Our setup is standard nginx (ver 0.7.59) + thin upstream servers on Debian lenny. Right now we're on 1 beefy box for web / app and 1 db box. Recently we started noticing thins will eventually start "hanging", i.e. they will no longer receive requests from nginx. We have 15 thins running, and after 10-15 minutes, the first 1 or 2 will be hung. If left all day, those same few thins plus a few more will remain hung. The only fix we've seen so far is restarting nginx. After a restart, the hung thins begin receiving requests again right away. Because of this, it seems like those thins might have been taken out of the upstream pool.
If I understand the docs (http://wiki.nginx.org/NginxHttpUpstreamModule#server) correctly, with the defaults (which we have), if nginx can't "communicate" with a backend server 3 times within 10 seconds, it will set that upstream server to an "inoperative" state. It will then wait 10 seconds, then try that server again. That makes sense, but we're seeing the thin hang indefinitely. I tried setting max_fails to 0 for each of the thins, but that didn't help.
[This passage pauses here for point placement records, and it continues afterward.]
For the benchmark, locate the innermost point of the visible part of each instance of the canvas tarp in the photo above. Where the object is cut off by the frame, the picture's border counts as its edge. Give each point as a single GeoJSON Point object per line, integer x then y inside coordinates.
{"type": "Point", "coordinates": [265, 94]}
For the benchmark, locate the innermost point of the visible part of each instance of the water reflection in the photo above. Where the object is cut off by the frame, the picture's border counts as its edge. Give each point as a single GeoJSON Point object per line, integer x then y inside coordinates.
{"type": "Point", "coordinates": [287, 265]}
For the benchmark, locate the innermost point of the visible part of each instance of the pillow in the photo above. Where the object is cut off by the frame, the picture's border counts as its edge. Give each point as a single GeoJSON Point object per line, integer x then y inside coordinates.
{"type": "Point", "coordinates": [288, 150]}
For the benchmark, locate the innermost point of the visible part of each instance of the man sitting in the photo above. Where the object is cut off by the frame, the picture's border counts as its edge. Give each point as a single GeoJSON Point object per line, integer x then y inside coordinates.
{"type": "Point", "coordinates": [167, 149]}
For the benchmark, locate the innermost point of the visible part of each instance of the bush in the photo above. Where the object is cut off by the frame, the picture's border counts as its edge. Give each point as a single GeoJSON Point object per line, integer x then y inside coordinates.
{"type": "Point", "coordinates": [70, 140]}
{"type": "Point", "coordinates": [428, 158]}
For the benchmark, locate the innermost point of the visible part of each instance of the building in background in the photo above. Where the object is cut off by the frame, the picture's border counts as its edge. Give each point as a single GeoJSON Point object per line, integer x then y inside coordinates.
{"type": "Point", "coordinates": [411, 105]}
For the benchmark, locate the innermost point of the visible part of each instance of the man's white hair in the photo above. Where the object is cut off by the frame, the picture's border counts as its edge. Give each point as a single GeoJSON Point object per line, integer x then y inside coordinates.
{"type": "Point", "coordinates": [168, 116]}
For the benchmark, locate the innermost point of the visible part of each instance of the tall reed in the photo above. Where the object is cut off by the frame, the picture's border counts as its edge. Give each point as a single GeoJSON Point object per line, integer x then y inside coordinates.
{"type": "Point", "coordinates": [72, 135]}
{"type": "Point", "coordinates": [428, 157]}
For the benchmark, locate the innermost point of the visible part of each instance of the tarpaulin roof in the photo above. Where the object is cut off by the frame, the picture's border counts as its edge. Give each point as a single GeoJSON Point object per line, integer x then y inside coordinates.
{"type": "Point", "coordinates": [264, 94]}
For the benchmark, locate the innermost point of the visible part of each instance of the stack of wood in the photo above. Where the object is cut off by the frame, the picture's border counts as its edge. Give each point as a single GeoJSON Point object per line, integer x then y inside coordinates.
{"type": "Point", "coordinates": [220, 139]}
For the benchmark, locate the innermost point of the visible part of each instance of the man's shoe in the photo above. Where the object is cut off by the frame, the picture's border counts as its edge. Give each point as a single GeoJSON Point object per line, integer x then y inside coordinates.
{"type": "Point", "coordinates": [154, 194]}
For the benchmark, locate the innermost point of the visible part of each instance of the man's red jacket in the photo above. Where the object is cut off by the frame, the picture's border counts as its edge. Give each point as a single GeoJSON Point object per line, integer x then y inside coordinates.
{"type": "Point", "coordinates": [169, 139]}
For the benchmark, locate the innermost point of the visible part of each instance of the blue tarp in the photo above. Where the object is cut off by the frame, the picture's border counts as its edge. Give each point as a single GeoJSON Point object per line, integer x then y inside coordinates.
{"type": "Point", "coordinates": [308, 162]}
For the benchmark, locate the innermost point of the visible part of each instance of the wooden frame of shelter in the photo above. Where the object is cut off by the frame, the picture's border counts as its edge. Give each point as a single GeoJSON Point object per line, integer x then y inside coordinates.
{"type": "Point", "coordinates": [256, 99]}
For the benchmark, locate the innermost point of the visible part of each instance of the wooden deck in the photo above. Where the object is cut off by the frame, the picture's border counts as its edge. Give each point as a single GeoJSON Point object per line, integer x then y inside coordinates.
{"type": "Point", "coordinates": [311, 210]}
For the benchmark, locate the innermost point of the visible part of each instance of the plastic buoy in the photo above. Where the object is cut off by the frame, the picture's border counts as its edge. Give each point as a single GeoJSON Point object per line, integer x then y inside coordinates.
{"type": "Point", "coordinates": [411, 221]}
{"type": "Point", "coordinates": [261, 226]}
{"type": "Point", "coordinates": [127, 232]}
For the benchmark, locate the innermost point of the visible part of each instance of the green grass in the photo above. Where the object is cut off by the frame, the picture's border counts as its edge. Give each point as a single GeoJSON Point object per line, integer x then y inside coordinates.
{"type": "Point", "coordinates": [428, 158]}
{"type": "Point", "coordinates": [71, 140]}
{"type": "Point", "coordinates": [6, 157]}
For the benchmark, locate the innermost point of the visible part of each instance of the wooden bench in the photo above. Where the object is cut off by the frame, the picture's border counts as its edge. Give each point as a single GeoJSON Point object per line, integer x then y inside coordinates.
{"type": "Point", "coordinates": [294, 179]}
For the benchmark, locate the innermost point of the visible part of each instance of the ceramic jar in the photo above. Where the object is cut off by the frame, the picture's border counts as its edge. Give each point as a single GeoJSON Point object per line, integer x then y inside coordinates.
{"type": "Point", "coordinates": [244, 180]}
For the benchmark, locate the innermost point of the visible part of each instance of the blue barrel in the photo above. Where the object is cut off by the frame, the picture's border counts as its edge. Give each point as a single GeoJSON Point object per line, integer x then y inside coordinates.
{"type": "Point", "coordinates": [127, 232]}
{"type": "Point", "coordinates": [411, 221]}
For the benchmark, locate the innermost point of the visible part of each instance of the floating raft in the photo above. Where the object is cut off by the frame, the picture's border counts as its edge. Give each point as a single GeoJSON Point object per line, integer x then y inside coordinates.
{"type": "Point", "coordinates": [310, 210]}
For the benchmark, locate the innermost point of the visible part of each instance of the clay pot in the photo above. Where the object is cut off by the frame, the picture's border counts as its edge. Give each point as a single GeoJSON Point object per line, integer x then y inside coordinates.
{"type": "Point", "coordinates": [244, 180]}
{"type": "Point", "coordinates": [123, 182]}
I can't find out what would cause an upstream server to become permanently "inoperative".
We've seen big growth rate increases recently, so we're not sure if it could be related to that, or just more apparent as a result of more traffic in a shorter period of time.
Is there something else (a changeble directive or other conditions) in nginx that would cause it to take a server completely out of the pool?